Bei der späteren Ausgestaltung eines neunjährigen Gymnasiums seien die Freien Wähler "gesprächsbereit", sagte Aiwanger. "Wir nehmen die Kompetenz der Lehrerverbände mit dazu." Aiwanger räumt ein, dass der Gesetzentwurf der Freien Wähler Schwächen aufweise. Dass ihr Konzept beispielsweise vorsieht, den Unterrichtsinhalt lediglich auf neun Jahre zu strecken, sei dem Umstand geschuldet, dass Volksbegehren in Bayern nur dann zulässig sind, solange sie den Staatshaushalt nicht beeinflussen.
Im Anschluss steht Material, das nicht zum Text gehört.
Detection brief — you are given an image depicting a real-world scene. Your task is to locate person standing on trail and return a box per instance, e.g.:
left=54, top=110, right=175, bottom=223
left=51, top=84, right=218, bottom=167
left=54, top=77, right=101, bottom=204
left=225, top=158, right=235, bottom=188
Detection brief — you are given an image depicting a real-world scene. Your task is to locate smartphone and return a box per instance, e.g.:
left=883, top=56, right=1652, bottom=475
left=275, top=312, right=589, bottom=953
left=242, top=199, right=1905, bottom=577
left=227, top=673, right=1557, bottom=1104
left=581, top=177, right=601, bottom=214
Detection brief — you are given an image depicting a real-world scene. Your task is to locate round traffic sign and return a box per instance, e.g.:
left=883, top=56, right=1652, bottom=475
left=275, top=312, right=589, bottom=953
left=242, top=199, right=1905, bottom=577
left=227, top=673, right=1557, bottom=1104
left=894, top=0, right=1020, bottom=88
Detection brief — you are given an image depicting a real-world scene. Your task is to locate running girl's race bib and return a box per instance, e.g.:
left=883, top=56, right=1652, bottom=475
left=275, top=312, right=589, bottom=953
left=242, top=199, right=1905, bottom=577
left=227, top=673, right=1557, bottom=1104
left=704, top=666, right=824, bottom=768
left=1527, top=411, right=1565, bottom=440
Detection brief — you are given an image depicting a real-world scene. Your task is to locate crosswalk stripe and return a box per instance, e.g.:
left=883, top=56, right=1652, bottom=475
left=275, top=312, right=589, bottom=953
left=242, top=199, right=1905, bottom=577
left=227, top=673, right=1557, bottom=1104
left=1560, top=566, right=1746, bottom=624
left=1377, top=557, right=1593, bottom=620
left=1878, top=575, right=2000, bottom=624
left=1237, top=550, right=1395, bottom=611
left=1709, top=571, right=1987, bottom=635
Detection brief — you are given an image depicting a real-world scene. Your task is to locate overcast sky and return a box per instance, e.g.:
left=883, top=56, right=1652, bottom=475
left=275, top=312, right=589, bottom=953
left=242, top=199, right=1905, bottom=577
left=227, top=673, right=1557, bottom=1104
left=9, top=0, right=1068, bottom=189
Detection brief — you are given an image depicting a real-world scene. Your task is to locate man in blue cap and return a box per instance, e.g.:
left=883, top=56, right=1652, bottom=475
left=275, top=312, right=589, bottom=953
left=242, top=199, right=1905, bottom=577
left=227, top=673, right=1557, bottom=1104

Das heißt vereinfacht, das G 9 darf nicht mehr kosten. Vor allem daran entzündet sich die Kritik von Lehrerverbänden, aber auch von SPD und Grünen. Aiwanger sagte nun, die Lehrerverbände müssten in einem ersten Schritt akzeptieren, dass sie nicht sofort all ihre Vorstellungen einbringen könnten. "Später können sie mit ihren Qualitätsansprüchen kommen", sagte Aiwanger.

Doch der Bayerische Philologenverband, der derzeit selbst an einem Konzept für ein neunjähriges Gymnasium arbeitet, will sich vom Volksbegehren der Freien Wähler nicht unter Druck setzen lassen. "Wir möchten uns Zeit lassen", sagte dessen Vorsitzender Max Schmidt. Das Modell der Freien Wähler lehnt der Verband ab. "Das ist keine Weiterentwicklung." Die Inhalte auf neun Jahre zu strecken, genüge nicht. "Wir sind absolut sicher, dass wir nicht mit den Ressourcen auskommen werden, die die Freien Wähler angeben", sagte Schmidt.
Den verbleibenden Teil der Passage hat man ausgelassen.